Стоял напротив подчеркнуто реалистического, но именно потому-то глубоко выразительного портрета Анатолия Шипитько, руководителя ансамбля «Русская удаль», давно и прочно ставшего славянской составляющей не только в разноликой культуре Адыгеи с главной её черкесскою становой жилой, но все уверенней звучащего на всем многонациональном просторе России… Не зря, пожалуй, обратился Овчаренко к образу этого современного подвижника – разве сегодня, они, и в самом деле, исчезли в разливанном море чужого авангарда и псевдо-отечественной «попсы»?
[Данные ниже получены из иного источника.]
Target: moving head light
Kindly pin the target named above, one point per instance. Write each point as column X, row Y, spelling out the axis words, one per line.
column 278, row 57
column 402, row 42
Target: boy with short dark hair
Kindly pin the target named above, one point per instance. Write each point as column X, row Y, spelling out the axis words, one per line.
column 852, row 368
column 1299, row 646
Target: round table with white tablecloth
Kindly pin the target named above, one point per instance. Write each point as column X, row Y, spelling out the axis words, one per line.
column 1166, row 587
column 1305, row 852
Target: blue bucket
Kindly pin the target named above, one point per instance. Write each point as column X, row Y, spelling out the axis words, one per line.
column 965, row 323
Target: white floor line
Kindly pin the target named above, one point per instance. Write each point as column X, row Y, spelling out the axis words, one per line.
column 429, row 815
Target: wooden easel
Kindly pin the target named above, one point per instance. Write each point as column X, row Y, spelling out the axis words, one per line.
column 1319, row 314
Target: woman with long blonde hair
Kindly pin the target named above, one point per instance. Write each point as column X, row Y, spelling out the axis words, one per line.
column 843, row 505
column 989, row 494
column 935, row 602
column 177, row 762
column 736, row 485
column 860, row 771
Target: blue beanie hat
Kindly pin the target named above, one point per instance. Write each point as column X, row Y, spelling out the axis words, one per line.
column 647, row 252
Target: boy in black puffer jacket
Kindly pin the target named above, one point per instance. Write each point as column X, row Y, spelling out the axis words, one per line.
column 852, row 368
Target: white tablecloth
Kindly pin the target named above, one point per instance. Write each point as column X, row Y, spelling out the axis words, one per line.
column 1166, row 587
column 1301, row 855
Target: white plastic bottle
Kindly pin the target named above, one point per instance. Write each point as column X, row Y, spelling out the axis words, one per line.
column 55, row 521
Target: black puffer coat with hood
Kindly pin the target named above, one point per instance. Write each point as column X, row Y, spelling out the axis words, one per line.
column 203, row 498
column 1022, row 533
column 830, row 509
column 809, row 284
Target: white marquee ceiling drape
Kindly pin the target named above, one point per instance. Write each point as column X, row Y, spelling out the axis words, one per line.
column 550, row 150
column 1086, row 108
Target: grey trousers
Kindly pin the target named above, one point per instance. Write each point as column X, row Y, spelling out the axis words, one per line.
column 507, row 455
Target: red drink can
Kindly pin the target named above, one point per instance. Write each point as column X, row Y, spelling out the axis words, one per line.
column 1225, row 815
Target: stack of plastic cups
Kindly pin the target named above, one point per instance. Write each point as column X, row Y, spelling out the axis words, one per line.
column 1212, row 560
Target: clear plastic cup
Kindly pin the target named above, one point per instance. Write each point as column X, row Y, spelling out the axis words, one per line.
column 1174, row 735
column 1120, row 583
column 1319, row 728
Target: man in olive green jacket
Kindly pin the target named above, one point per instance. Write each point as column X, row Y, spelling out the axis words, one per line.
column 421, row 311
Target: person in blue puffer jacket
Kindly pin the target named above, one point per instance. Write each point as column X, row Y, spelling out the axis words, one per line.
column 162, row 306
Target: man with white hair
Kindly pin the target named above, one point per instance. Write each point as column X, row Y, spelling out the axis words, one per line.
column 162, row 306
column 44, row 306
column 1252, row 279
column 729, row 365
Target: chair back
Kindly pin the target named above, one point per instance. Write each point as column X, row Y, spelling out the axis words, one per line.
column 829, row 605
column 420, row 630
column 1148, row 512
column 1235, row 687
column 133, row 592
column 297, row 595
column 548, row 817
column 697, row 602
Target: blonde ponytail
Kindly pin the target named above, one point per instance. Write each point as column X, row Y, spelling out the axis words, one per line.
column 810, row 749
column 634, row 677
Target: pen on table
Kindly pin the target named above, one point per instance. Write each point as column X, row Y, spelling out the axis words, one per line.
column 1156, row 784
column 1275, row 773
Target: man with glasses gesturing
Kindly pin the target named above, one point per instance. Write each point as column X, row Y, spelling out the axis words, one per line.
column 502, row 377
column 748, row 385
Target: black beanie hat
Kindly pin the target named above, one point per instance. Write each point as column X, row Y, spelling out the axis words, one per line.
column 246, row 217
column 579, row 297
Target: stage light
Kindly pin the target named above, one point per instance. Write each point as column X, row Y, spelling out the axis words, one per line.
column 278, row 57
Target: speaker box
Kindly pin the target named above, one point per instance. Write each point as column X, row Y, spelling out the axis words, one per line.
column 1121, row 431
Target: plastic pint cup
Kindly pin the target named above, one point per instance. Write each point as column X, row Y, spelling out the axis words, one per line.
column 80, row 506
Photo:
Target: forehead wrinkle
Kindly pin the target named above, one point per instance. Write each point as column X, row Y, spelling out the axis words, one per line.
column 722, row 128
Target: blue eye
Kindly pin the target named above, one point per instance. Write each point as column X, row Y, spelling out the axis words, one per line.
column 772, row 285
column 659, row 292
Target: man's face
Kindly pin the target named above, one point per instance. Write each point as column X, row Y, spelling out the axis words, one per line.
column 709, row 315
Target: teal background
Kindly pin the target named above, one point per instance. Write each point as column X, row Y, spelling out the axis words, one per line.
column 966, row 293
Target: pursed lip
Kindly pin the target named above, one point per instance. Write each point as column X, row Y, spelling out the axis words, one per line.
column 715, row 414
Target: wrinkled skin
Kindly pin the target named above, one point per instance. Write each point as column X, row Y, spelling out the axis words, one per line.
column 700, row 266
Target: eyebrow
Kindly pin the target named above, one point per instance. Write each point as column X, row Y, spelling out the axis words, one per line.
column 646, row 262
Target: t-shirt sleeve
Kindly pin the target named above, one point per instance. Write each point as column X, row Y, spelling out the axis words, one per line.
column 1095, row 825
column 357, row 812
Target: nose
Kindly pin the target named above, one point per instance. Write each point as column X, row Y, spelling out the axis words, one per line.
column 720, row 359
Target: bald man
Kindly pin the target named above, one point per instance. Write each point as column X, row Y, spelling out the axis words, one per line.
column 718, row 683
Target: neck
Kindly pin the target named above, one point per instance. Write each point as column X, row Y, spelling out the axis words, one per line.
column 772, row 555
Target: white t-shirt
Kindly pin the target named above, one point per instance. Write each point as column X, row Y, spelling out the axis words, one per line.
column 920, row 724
Молча покачивал головой, умиротворенно радуясь успехам давнего своего товарища – и действительно самоотверженным трудом подтвердившего расхожую поговорку о «втором дыхании»: вот оно!.. Покачивал головой, а сам невольно поглядывал на главную, на «пушкинскую» картину – не отпускала.
При всей свободе и воле воображения – какая выверенность линий, какая выразительная точность всякого жеста!
– Руки Натальи Николаевны – ещё ладно, – будто сам с собою заговорил. – Беспомощность женщины, к которой многое приходит задним числом… Но его руки так изобразить! Особенно – правая… рука творца…
– По-моему, эта рука и оторвала меня от пола и хоть немного приподняла, – в обычной своей манере ворчливо, ещё не дослушав, остановил мои размышления Эдуард.
Понимает ли сам до конца, сколь многое ему теперь удалось?
Не преувеличиваю: ведь в многолетних раздумьях о грандиозных наших планах и малых делах родился не только крошечный мой рассказик «Иней на стекле» – был потом большой рассказ «Приключения скелета в Майкопе», в котором я вволю поиздевался над Эдиком, над нами с ним, над собой, над обитателями соседних с овчаренковской мастерских… вообще-то странное дело, странное! В мастерских этих провел куда больше времени, чем где бы то в здешних краях ни было, давно сделались чуть ли не родными, а правда! Только теперь вот со всею определенностью и понял, как тут здешние художники все вместе потихоньку растили меня: и незаметно влияли, и втолковывали свое, и потихоньку, когда надо, подбадривали и подпитывали – не только в смысле пития, нет…
А что же наша «белокаменная»? Как мы ещё недавно говаривали: «столица всего передового и прогрессивного»?..
Пусть в ней каждому, кто этого заслужил, поможет Господь с претворением самых амбициозных планов!
Но главное в России происходит нынче не там, а в якобы тихой, но все больше осознающей свою ответственность за состояние духа, за нравственное здоровье страны, провинции.
В том числе, если хотите, – в адыгейском Майкопе.